Plot2kill 0.2
Nick Sabalausky
a at a.a
Sat Mar 5 17:37:12 PST 2011
"Nick Sabalausky" <a at a.a> wrote in message
news:ikuome$2edr$1 at digitalmars.com...
> "Michel Fortin" <michel.fortin at michelf.com> wrote in message
> news:ikum9a$2agj$1 at digitalmars.com...
>> On 2011-03-05 18:42:26 -0500, dsimcha <dsimcha at yahoo.com> said:
>>
>>> This is an extreme corner case, especially if a one-way semantic
>>> @property syntax is available to work around it. The percentage of
>>> functions that return callables is very small, and of these the
>>> percentage that would forget @property is probably very small.
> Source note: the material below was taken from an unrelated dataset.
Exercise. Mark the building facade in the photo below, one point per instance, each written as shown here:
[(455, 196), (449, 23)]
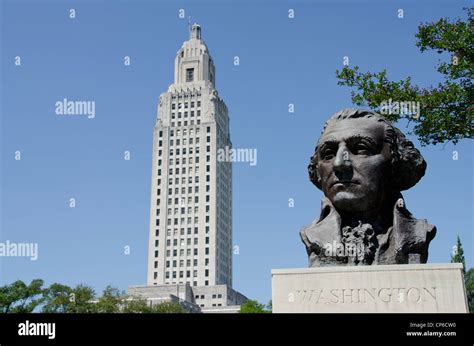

I'd
>>> rather bug-proneness in a ridiculous corner case than breaking tons of
>>> existing code code and losing a nice feature in the common case.
>>
>> The percentage of functions that return a callable is very small until
>> you go to template land. I can easily make a container or a range of
>> delegates, and if someone somewhere forgot to make 'front' a property in
>> the container, in the container's range or in one of the filter range
>> layered on top of it, then writing 'front()' to call the front delegate
>> becomes unreliable. Is it a corner case? Yes. Is it ridiculous to expect
>> the language to detect rare but hard to find bugs? No. Is it worth it in
>> this case? I think so.
>>
>
> Along those lines, I'll point out that the idea of a range of delegates is
> not a stretch at all: it could make a lot of sense for a GUI API, for
> instance. The .NET windowing API handles callbacks as collections of
> delegates and I always thought that worked fairly well (and seems
> functionally equivalent to Qt's system of signals and slots, AIUI).